A fossil collector became trapped and buried up to his waist in mud and debris after a landslide on the North Yorkshire coast.
The man, aged in his mid 40s, had been looking for fossils at Port Mulgrave, between Staithes and Runswick Bay, when the land crumbled and covered him.
Fishermen ran to his aid and started to dig him out while 999 calls were made to Coastguard and ambulance.
The members of the public then moved the man to a safe place until crews arrived.
It resulted in a major emergency services response, with several Coastguard teams, ambulance, police and firefighters in attendance.
The man was given pain relief and kept as warm as possible before being placed onto a stretcher and taken to James Cook University Hospital, in Middlesbrough, by Coastguard helicopter.
North Yorkshire Police say the man, from the Harrogate area, suffered back and neck injuries, and a broken thigh bone.
A report of the incident placed on the Staithes Coastguard Facebook page reads: "Yesterday at 8.13pm Staithes Coastguard Rescue team were paged by Humber CGOC to reports of a person who had been collecting fossils who had been trapped in a landslide at Port Mulgrave.
"The casualty has been buried up to his waist and trapped by mud and debris.
“When the team arrived to the casualty, they had been dug from the mud by fishermen and moved to a place of safety.
“Due to weather conditions, extremely challenging terrain, and extent of the casualties injuries, we requested further assistance from Whitby Coastguard Rescue Team and Coastguard Rescue Helicopter 912 from Humberside.
“Coastguard team members worked with paramedics from Yorkshire Ambulance Service to stabilise the casualty, assess injuries and provide pain relief.
“The casualty was kept warm and as comfortable as possible prior to the arrival of the helicopter.”
It went on: “Upon arrival of Coastguard Rescue 912, the casualty was further assessed and packaged into the helicopter stretcher for transport to James Cook University Hospital in Middlesbrough.
“We wish them a speedy recovery.
“Well done and thank you to everyone involved in this challenging rescue including the paramedics and clinical supervisor from Yorkshire Ambulance Service, all Coastguard Team members, Humber CGOC, North Yorkshire Police, Coastguard Rescue 912 and special thanks to the fishermen for assisting with the rescue and raising the alarm.
“Also in attendance were North Yorkshire Fire & Rescue Service, and Redcar Coastguard Rescue Team who manned the landing site at James Cook University hospital.
“Please do not put yourselves at risk.

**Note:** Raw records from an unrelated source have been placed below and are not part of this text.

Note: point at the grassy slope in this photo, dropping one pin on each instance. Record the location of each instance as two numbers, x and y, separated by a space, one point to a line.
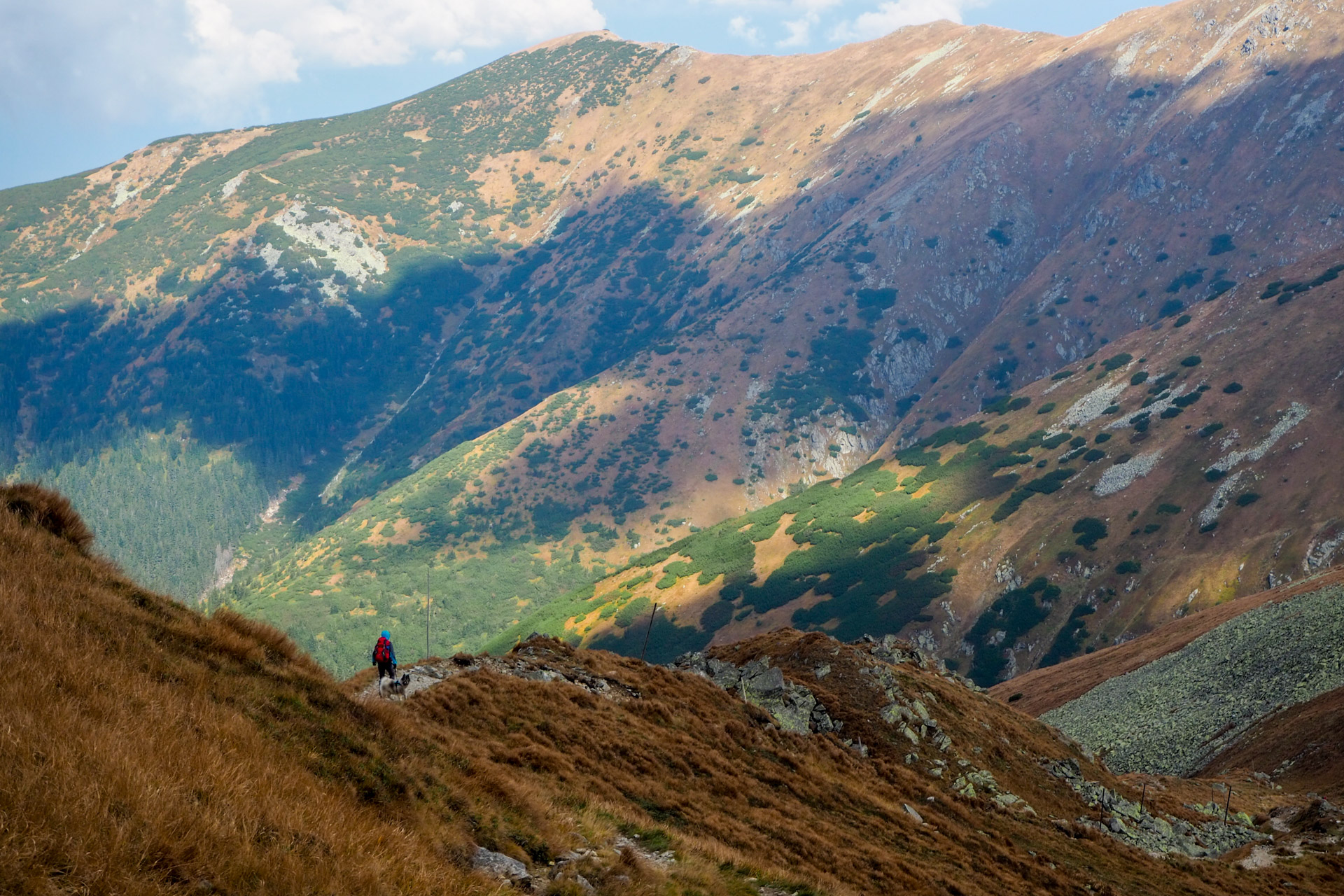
210 750
841 232
1155 552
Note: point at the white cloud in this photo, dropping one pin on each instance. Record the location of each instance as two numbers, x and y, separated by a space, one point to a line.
741 27
800 31
206 58
897 14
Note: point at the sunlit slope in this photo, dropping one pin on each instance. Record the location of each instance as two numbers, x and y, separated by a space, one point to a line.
155 750
339 301
1167 473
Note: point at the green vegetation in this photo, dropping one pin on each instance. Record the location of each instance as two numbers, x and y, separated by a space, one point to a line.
1089 531
997 629
1070 638
857 548
162 507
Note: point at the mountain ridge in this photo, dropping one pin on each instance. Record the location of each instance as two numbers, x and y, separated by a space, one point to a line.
209 752
904 190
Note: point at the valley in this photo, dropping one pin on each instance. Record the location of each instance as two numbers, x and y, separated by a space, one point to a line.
605 326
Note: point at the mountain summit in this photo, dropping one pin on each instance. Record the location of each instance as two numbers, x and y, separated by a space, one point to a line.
504 343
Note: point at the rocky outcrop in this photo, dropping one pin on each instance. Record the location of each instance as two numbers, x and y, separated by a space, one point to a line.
538 659
1128 822
793 707
1174 715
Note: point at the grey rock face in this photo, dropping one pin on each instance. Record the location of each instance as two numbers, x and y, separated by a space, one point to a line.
499 865
1128 822
793 707
1176 713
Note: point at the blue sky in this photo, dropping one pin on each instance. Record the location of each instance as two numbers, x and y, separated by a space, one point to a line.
84 83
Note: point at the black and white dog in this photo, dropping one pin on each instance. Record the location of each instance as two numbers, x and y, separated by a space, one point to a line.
394 687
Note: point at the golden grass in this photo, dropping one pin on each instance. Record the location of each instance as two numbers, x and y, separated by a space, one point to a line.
152 750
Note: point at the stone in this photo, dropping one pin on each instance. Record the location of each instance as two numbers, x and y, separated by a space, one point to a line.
499 865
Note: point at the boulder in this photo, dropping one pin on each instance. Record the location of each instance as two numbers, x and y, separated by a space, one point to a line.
499 865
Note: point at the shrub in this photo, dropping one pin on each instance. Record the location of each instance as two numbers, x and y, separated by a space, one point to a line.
626 615
1091 531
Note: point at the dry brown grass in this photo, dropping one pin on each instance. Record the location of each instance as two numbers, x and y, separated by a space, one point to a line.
150 748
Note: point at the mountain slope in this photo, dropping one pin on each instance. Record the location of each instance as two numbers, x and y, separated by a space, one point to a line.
1266 665
765 260
1163 476
210 754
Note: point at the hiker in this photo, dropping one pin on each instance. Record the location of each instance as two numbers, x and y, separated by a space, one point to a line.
385 656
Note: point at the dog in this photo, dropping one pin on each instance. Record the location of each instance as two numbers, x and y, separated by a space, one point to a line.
396 687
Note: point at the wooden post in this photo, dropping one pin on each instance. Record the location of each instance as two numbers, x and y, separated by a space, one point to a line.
648 631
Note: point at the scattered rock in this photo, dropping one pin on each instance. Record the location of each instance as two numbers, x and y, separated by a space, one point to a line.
499 865
793 707
1126 821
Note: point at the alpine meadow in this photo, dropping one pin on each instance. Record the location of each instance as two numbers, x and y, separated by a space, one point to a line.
905 468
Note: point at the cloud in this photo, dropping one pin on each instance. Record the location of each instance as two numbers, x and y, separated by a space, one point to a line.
204 58
741 27
897 14
800 31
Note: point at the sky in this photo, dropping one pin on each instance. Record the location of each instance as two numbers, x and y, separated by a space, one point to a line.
84 83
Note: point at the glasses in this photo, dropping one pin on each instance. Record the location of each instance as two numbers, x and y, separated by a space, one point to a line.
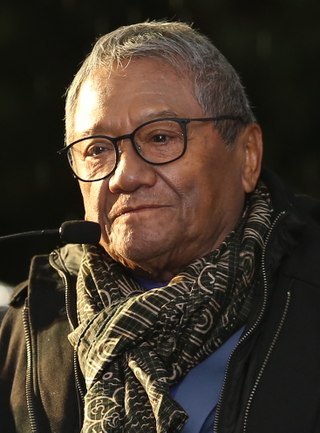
157 142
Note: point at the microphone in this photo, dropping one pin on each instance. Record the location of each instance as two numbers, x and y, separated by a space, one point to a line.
70 232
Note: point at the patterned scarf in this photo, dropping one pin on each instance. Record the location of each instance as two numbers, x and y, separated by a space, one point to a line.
133 345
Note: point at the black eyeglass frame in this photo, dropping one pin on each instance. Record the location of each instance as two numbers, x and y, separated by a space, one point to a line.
183 122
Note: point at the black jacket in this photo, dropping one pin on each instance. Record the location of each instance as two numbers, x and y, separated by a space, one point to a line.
272 382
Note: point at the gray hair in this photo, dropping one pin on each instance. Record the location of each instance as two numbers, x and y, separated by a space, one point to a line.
216 85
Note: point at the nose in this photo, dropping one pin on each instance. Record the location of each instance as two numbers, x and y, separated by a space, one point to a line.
132 172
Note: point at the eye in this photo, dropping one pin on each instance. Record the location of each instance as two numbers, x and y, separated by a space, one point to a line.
98 148
160 138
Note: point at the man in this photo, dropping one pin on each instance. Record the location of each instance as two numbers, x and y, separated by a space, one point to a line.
198 311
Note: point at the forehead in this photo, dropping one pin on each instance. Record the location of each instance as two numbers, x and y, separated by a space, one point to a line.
133 93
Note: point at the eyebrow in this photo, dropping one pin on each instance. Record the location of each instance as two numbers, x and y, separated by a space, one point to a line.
100 130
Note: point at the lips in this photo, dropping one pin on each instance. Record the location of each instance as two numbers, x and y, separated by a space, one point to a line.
132 209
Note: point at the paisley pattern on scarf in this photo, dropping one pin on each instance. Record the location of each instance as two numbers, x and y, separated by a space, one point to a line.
133 345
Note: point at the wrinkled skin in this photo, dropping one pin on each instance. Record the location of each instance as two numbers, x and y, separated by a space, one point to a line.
157 219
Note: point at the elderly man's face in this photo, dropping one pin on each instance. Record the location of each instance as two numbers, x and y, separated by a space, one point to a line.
159 218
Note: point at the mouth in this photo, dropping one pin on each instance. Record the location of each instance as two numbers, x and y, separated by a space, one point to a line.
127 211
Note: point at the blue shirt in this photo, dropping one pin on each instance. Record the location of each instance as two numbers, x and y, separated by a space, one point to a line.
198 392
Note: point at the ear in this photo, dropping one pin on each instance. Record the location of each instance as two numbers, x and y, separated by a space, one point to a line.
252 148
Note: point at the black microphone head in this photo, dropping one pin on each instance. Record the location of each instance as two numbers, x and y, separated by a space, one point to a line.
80 232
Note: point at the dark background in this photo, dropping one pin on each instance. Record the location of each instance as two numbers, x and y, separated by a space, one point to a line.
274 45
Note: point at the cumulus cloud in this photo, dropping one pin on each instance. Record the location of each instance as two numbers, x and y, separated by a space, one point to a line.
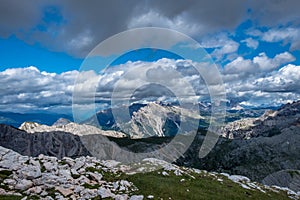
29 89
251 43
260 63
35 90
76 27
285 35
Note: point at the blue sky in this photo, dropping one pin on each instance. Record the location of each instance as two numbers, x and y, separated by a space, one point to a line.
255 45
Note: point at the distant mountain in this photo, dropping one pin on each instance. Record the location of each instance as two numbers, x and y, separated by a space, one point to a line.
148 120
63 125
16 119
272 122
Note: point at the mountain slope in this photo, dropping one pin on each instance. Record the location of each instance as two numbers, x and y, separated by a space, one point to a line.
91 178
269 124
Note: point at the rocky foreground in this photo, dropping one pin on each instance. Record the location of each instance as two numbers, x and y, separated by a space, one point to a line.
45 177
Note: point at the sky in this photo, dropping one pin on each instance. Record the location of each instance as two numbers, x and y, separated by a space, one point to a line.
254 44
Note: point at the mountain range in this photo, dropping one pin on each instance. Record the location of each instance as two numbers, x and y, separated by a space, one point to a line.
265 149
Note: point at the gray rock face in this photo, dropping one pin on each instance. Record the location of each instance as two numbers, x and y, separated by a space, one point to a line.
269 124
255 158
89 183
58 144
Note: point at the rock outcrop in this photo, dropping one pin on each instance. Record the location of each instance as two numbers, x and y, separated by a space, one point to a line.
269 124
46 177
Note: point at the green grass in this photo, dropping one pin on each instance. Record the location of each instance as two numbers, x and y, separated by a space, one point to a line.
203 187
293 173
4 174
10 197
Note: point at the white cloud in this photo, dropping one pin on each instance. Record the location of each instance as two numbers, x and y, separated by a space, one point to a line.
285 35
251 43
30 89
260 63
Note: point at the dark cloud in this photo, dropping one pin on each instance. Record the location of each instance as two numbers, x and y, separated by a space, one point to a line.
77 26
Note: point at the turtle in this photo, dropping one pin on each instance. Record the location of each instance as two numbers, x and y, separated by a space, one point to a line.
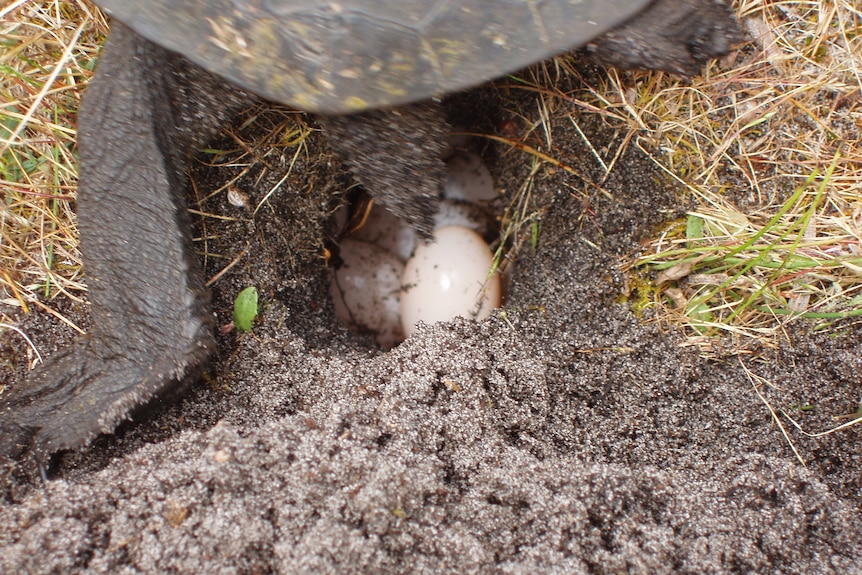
372 70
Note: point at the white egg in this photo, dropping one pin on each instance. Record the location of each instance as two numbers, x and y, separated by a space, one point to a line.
468 179
387 231
449 278
366 291
471 216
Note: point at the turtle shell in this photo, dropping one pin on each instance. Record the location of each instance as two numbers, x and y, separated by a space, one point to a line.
349 55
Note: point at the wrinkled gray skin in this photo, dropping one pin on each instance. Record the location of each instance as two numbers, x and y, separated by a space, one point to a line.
143 113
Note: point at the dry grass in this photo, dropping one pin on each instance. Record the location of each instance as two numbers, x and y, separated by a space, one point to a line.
47 55
767 145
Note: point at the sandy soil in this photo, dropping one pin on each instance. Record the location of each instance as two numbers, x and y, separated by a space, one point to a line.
563 435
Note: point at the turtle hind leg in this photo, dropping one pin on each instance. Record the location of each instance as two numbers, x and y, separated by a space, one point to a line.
676 36
150 322
397 156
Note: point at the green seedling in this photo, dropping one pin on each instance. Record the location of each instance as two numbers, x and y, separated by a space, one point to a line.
245 309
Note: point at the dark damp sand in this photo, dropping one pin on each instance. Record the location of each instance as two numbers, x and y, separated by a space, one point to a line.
562 437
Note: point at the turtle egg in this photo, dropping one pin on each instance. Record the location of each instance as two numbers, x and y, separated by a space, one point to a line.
449 278
387 231
366 290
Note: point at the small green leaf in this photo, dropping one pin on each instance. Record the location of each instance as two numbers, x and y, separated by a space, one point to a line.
245 308
694 227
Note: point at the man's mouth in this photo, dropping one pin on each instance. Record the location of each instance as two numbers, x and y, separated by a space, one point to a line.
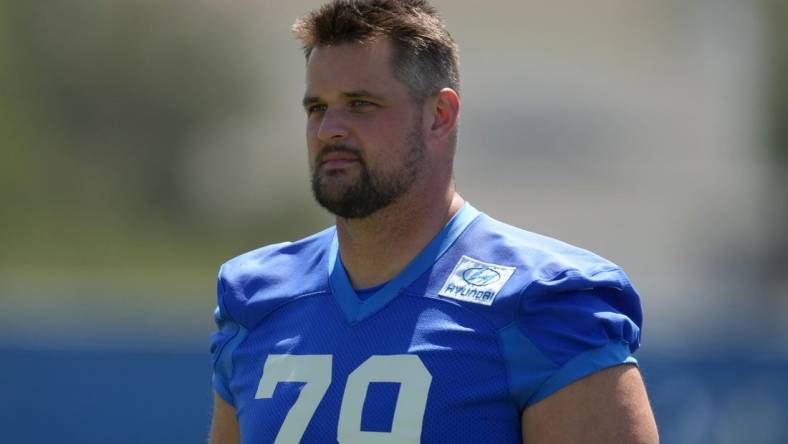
338 159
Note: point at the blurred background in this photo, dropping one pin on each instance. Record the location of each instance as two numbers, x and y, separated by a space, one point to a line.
143 143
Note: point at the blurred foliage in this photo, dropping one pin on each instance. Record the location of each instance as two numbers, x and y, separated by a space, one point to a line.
778 92
97 101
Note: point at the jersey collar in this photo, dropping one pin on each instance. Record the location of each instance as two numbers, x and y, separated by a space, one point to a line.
356 309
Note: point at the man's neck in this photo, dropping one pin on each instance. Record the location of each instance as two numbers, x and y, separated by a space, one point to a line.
377 248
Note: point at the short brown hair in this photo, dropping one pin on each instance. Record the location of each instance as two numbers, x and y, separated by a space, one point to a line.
425 56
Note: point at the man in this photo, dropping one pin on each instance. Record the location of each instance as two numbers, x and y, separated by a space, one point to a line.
416 318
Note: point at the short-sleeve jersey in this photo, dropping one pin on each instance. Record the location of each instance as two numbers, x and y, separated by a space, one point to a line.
487 320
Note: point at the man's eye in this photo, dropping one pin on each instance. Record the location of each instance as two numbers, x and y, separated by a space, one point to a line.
315 109
360 103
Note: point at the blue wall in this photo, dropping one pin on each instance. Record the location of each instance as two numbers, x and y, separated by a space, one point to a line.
164 397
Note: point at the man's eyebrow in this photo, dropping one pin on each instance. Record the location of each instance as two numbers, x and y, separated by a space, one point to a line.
361 93
309 100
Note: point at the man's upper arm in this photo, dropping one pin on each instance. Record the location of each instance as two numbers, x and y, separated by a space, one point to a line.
224 425
609 406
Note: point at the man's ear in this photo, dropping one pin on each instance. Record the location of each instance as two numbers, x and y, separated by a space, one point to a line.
444 111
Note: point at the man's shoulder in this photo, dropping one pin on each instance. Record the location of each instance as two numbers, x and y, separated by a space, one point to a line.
254 283
538 257
281 257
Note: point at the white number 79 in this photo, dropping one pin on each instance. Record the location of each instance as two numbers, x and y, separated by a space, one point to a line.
315 371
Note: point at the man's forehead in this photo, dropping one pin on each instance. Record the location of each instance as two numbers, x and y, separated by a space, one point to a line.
350 67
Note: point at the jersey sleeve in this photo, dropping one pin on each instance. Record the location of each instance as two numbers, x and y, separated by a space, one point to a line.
570 327
223 343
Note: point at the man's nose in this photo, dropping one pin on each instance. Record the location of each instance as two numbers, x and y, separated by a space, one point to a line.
332 127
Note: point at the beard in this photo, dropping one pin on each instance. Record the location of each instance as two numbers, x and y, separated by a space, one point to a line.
370 191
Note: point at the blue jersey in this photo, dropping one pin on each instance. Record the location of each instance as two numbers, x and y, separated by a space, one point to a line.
487 320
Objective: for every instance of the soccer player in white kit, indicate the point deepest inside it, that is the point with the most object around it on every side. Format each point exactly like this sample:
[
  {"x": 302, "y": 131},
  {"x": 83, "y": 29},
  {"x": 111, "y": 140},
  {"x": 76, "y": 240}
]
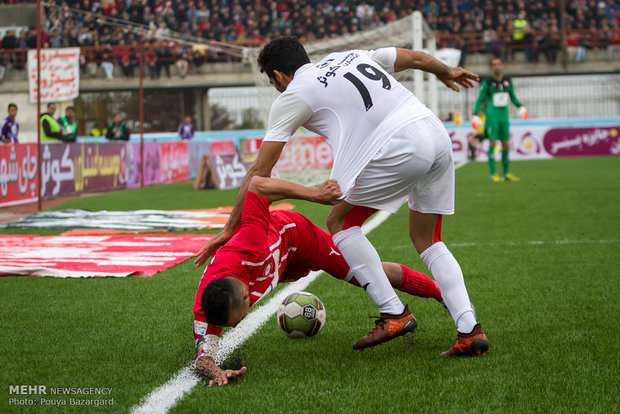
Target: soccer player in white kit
[{"x": 388, "y": 147}]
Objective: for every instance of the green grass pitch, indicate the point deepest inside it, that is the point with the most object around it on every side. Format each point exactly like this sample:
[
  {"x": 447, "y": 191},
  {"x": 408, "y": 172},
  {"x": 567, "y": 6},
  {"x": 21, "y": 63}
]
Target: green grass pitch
[{"x": 540, "y": 259}]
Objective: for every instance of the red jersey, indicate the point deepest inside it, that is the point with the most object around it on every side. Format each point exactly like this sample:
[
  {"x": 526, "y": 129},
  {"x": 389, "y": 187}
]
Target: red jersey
[{"x": 269, "y": 247}]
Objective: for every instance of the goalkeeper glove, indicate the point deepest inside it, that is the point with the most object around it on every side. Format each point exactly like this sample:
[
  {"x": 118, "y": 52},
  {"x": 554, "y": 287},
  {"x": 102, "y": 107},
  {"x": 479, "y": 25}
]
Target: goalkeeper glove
[{"x": 476, "y": 122}]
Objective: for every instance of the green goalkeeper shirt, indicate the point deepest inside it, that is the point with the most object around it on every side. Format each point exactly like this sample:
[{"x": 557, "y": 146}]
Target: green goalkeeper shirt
[{"x": 496, "y": 94}]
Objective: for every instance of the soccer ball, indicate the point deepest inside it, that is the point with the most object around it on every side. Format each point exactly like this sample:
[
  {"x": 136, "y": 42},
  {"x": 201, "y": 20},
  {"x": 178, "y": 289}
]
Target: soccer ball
[{"x": 301, "y": 315}]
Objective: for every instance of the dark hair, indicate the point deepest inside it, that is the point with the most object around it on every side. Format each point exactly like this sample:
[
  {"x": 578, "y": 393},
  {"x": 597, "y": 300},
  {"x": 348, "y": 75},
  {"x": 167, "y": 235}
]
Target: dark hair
[
  {"x": 218, "y": 299},
  {"x": 285, "y": 54}
]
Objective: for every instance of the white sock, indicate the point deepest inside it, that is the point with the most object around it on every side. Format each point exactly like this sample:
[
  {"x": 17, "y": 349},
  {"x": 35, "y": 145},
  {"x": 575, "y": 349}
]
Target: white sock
[
  {"x": 365, "y": 264},
  {"x": 449, "y": 277}
]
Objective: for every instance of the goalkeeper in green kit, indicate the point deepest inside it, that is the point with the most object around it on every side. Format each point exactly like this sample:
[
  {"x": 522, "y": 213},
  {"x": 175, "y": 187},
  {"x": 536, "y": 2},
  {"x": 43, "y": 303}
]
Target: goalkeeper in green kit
[{"x": 496, "y": 93}]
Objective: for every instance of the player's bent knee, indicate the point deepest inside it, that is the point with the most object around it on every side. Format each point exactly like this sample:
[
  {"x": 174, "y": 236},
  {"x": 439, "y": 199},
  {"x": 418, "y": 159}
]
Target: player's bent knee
[
  {"x": 334, "y": 223},
  {"x": 357, "y": 216}
]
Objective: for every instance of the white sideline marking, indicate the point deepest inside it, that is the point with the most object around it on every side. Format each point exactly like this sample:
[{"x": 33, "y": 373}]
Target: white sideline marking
[{"x": 166, "y": 396}]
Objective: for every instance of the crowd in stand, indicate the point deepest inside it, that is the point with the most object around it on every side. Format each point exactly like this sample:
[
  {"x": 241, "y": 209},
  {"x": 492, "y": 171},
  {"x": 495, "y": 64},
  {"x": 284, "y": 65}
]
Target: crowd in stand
[{"x": 499, "y": 27}]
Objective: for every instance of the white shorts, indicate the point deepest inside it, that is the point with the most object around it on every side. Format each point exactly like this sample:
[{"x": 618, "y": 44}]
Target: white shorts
[{"x": 416, "y": 163}]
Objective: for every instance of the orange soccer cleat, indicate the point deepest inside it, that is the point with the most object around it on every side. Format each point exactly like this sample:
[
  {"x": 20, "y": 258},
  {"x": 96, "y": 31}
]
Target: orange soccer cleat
[
  {"x": 386, "y": 328},
  {"x": 471, "y": 344}
]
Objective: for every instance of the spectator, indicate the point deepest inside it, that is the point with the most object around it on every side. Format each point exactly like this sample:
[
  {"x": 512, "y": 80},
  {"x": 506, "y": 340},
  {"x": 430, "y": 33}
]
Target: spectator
[
  {"x": 125, "y": 58},
  {"x": 614, "y": 42},
  {"x": 106, "y": 58},
  {"x": 69, "y": 124},
  {"x": 9, "y": 128},
  {"x": 151, "y": 60},
  {"x": 118, "y": 129},
  {"x": 186, "y": 129},
  {"x": 56, "y": 39},
  {"x": 50, "y": 128},
  {"x": 182, "y": 59},
  {"x": 164, "y": 57},
  {"x": 96, "y": 132}
]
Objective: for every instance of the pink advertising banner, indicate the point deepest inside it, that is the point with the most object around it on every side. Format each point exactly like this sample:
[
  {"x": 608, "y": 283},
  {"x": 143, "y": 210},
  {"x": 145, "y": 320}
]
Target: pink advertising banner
[
  {"x": 18, "y": 174},
  {"x": 76, "y": 168},
  {"x": 538, "y": 142},
  {"x": 174, "y": 161},
  {"x": 152, "y": 166}
]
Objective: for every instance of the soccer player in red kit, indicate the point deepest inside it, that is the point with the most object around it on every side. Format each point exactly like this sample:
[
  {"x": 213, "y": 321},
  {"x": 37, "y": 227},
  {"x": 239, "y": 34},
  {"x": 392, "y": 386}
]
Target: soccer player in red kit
[{"x": 268, "y": 248}]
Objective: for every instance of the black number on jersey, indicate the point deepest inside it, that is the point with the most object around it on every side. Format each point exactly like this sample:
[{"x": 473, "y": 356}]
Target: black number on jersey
[{"x": 371, "y": 73}]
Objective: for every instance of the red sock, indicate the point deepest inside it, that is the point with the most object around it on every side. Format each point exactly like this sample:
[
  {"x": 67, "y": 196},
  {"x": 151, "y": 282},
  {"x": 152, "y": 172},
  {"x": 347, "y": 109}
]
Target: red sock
[{"x": 418, "y": 284}]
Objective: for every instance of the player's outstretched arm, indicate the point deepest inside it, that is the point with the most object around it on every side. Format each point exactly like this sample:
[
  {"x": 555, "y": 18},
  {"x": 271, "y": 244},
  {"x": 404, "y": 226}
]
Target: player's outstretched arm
[
  {"x": 268, "y": 155},
  {"x": 276, "y": 189},
  {"x": 451, "y": 77},
  {"x": 207, "y": 367}
]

Conditions were extremely challenging and sections of this coastline are prone to land slips due to the current weather.
“Thankfully this was a successful rescue, but please do not risk injuries or worse for the sake of collecting fossils.”
The incident comes just days after an 'entire section' of a Whitby cliff disappeared - and rescue crews say it was due to 'coastal erosion'.
Scarborough and Burniston Coastguard Rescue Team told people to beware if they're walking along the Cleveland Way, after a section close to Saltwick Bay has crumbled away.
The warning also comes after 9-year-old Harriet Forster , from Oxford, tragically died following a rock fall in Staithes .
She died while visiting the popular North Yorkshire seaside village on August 8.
Shortly after the incident, cliffs in Saltburn crumbled into the sea.